Be a patron of the arts
You don’t need to commission an orchestral composition created specifically in your honour. Although if that’s your bag, feel free. All it really takes is subscribing to artists who use Patreon (as a means to supplement their income), or starting and/or contributing to a gofundme campaign that helps musicians working in your own community. By giving just a little (in some cases just a buck at a time on Patreon) you may get a fair bit in return, including access to music and other content unavailable any other way.
Stream, follow, share – repeat
Call up your local radio station and request artists you love, or just stream their music on repeat. Better still, do that and make it a daily priority to discover local and/or little-known artists and do the same with their music. Follow them on social media. Send encouraging messages. Make a playlist of your favourite music and share it widely. The modern version of the mixtape is a personal and thoughtful way of letting others know you’re thinking of them and making one may just prompt them to buy some music and merch of their very own. Every little bit helps.

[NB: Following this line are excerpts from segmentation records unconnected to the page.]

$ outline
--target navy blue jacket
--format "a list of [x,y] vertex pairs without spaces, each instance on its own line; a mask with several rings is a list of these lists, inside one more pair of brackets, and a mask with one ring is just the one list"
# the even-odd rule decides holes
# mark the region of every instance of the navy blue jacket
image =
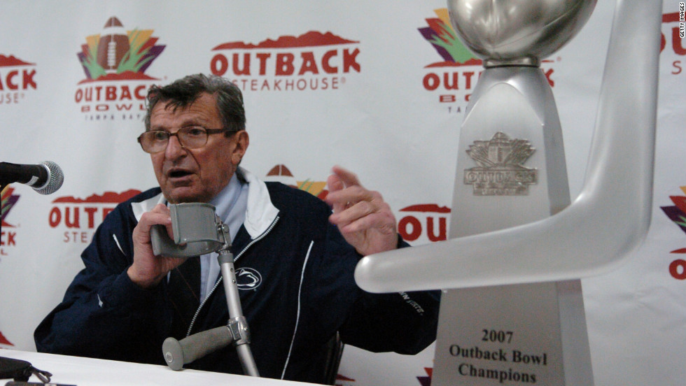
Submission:
[[[246,220],[232,252],[237,272],[251,269],[261,276],[258,286],[239,290],[261,376],[321,381],[315,367],[321,366],[324,345],[337,331],[344,343],[373,352],[414,354],[435,340],[438,292],[363,291],[353,277],[361,257],[329,223],[326,203],[278,183],[251,176],[248,180]],[[253,186],[262,192],[255,193],[260,190]],[[164,364],[162,344],[172,317],[166,280],[144,290],[126,273],[133,262],[136,211],[160,196],[159,188],[148,190],[107,215],[81,255],[85,268],[36,329],[38,351]],[[271,211],[262,210],[265,197],[273,204],[266,205]],[[201,306],[191,333],[227,320],[220,285]],[[233,347],[184,367],[242,373]]]

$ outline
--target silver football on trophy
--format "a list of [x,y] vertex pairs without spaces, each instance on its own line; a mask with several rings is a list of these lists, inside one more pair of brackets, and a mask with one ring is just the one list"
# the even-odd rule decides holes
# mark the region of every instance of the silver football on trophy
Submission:
[[447,0],[453,28],[486,66],[534,64],[569,41],[596,0]]

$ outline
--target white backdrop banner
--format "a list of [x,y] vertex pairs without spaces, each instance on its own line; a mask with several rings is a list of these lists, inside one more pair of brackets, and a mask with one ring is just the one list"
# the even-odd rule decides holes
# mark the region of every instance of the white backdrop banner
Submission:
[[[600,0],[542,64],[573,200],[613,10]],[[382,193],[411,244],[446,238],[459,127],[482,67],[450,36],[444,1],[4,0],[0,15],[0,161],[51,160],[65,175],[50,196],[20,184],[1,192],[0,348],[35,350],[34,329],[83,267],[97,226],[155,185],[136,143],[146,92],[189,73],[243,90],[242,165],[257,176],[323,196],[340,164]],[[686,382],[683,20],[683,3],[664,0],[650,232],[622,267],[582,280],[596,385]],[[116,66],[104,36],[119,43]],[[337,383],[426,386],[433,361],[433,345],[415,356],[346,346]]]

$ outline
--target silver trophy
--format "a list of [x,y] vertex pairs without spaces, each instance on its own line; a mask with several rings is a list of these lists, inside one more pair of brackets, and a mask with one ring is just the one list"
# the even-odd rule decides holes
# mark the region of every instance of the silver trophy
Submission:
[[485,67],[461,127],[450,239],[356,270],[370,292],[445,290],[432,384],[593,385],[580,278],[616,267],[648,231],[662,15],[661,1],[617,2],[586,180],[570,203],[538,66],[595,2],[448,1]]

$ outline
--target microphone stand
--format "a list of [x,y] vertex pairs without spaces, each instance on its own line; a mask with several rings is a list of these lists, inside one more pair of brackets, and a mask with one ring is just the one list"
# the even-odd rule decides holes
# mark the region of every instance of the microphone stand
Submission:
[[[189,206],[193,204],[178,204],[179,206]],[[204,204],[206,206],[207,204]],[[174,206],[172,206],[175,208]],[[213,208],[214,209],[214,208]],[[176,217],[176,210],[172,210],[172,226],[178,224]],[[192,362],[198,358],[202,357],[232,344],[236,347],[238,357],[243,367],[243,372],[247,376],[259,377],[257,364],[253,357],[252,351],[250,349],[250,329],[248,327],[248,322],[243,315],[243,308],[241,306],[240,297],[238,294],[238,285],[236,282],[236,273],[234,269],[233,254],[230,250],[231,248],[231,236],[229,235],[228,225],[222,223],[218,217],[215,216],[215,222],[217,227],[216,237],[211,237],[218,241],[223,242],[221,246],[217,249],[214,249],[208,252],[218,252],[219,256],[218,260],[221,270],[222,281],[224,285],[224,292],[226,295],[226,305],[229,310],[229,321],[226,326],[222,326],[211,329],[206,331],[194,334],[181,341],[169,337],[164,340],[162,344],[162,353],[164,354],[164,361],[167,366],[172,370],[181,370],[184,364]],[[197,221],[197,217],[193,219]],[[179,227],[183,229],[183,227]],[[175,234],[177,229],[174,229]],[[157,232],[156,232],[157,233]],[[166,232],[159,232],[158,234],[163,236]],[[213,235],[214,236],[214,235]],[[200,237],[199,238],[202,238]],[[200,240],[201,243],[207,245],[207,238]],[[192,244],[197,241],[190,241],[189,243]],[[154,243],[153,243],[154,245]],[[188,252],[186,252],[188,253]],[[205,252],[206,253],[206,252]]]

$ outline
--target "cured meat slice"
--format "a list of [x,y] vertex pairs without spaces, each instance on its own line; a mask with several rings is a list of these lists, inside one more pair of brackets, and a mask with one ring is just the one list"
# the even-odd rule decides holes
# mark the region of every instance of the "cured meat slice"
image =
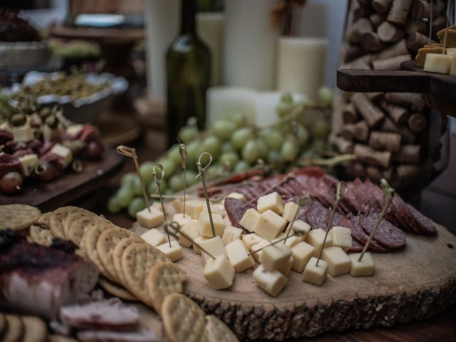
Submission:
[[[359,222],[367,234],[370,234],[380,213],[372,212],[368,215],[360,215]],[[398,249],[405,244],[405,234],[385,219],[382,219],[373,239],[387,248]]]

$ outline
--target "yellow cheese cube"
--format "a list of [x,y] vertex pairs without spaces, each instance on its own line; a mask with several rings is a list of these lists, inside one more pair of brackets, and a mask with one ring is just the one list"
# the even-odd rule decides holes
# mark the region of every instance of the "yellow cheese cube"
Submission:
[[314,246],[309,244],[307,242],[301,242],[295,244],[291,247],[291,252],[293,253],[291,269],[298,273],[302,272],[314,252],[315,248]]
[[361,254],[361,253],[353,253],[349,255],[351,259],[350,274],[352,276],[370,276],[373,274],[375,263],[368,252],[364,253],[361,262],[358,262],[358,259]]
[[241,240],[234,240],[226,246],[228,260],[233,265],[237,272],[243,272],[255,265],[255,261],[251,255],[248,255],[247,250]]
[[242,218],[239,221],[239,225],[249,232],[253,232],[254,227],[258,223],[260,218],[260,213],[255,210],[254,208],[248,209]]
[[272,210],[266,210],[260,215],[259,220],[254,226],[254,232],[267,240],[272,240],[284,230],[286,221]]
[[259,256],[259,262],[268,271],[274,271],[286,264],[291,254],[291,249],[279,243],[263,249]]
[[242,229],[240,228],[237,228],[233,226],[225,227],[223,231],[223,235],[222,235],[222,242],[226,246],[232,241],[240,239],[242,234]]
[[[221,237],[225,228],[223,218],[218,214],[212,213],[212,222],[214,222],[215,235]],[[200,214],[197,226],[198,227],[198,232],[200,232],[200,235],[212,237],[212,229],[211,227],[208,212],[202,212]]]
[[[351,229],[345,227],[335,226],[329,231],[333,246],[338,246],[345,252],[351,248]],[[329,272],[331,273],[331,272]]]
[[[187,235],[189,237],[192,238],[192,240],[196,239],[199,236],[200,233],[198,232],[198,228],[197,225],[190,221],[187,223],[184,227],[182,227],[180,232],[183,232],[185,234]],[[179,233],[179,242],[182,244],[182,246],[190,248],[193,244],[192,241],[188,240],[187,238],[184,237],[182,234]]]
[[280,195],[274,192],[259,197],[256,204],[256,209],[260,213],[263,213],[266,210],[272,210],[276,214],[281,215],[282,212],[284,212],[284,203]]
[[216,290],[222,290],[232,286],[234,279],[234,267],[226,255],[209,258],[204,265],[203,275],[209,284]]
[[145,233],[142,234],[140,237],[147,244],[151,244],[154,247],[160,246],[167,241],[165,237],[165,235],[156,228],[147,230]]
[[163,244],[157,246],[157,248],[165,253],[172,262],[182,259],[182,247],[177,240],[171,241],[171,247],[167,241]]
[[[319,252],[320,248],[321,248],[321,245],[323,244],[323,241],[325,238],[325,234],[326,232],[323,230],[321,228],[318,228],[318,229],[312,229],[309,233],[307,233],[306,241],[309,244],[311,244],[315,247],[317,252]],[[325,247],[328,247],[333,243],[333,239],[328,234],[326,237],[326,242],[325,242]]]
[[298,212],[299,209],[299,206],[293,202],[285,203],[282,217],[284,217],[287,222],[291,222],[293,221],[294,215]]
[[279,271],[267,271],[259,265],[254,272],[254,280],[260,289],[275,297],[285,287],[287,279]]
[[136,219],[140,224],[147,228],[155,228],[163,223],[163,213],[156,209],[150,207],[150,211],[147,208],[144,208],[136,213]]
[[450,73],[452,63],[452,56],[442,55],[442,53],[428,53],[425,60],[423,70],[430,73],[447,75]]
[[[202,241],[200,243],[200,246],[209,252],[213,256],[224,255],[227,254],[225,247],[223,245],[220,237],[211,237],[207,240]],[[208,254],[204,253],[202,249],[201,250],[201,255],[204,262],[207,262],[209,259],[212,259]]]
[[328,262],[328,271],[331,276],[346,274],[350,271],[351,260],[339,247],[323,248],[321,259]]
[[318,266],[316,266],[316,261],[317,258],[314,256],[310,259],[302,274],[302,280],[306,283],[321,286],[328,276],[328,263],[320,259]]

Take part in artist driven efforts to inspire, educate and fundraise
Musicians across the world are harnessing their skills and creativity to reach out and help others. New virtual live shows by artists of all descriptions are announced daily. Some bands are offering online music classes. Others are releasing unique, limited edition content in an effort to help their own crew and support staff – even as their own means of sustaining themselves financially disappear.
Support your local music scene
Order delivery from a local restaurant or bar that hosts shows by local acts. Play the role of homebound live promoter by setting up a virtual concert in partnership with a local artist over Twitch Music, Skype, Zoom, Facebook Live or Instagram Live.Then link in friends and family and get everyone to kick in to join in. Search for local artists or music educators nearby and ask them for a virtual lesson. If a show you’ve bought tickets for has been cancelled, consider transferring those tickets to a future performance or donating your refund to an organization that offers direct support to the musical community – like the Unison Benevolent Fund.
Whatever you decide to do, share your efforts, spread the word, and inspire others. We’re all in this together, so while we’re practicing social/physical distancing let’s practice helping others. Who knows? If we get really good at it, it may just become something of a habit; a new normal we can continue with, in person, up close and personal, when we get back to the old normal.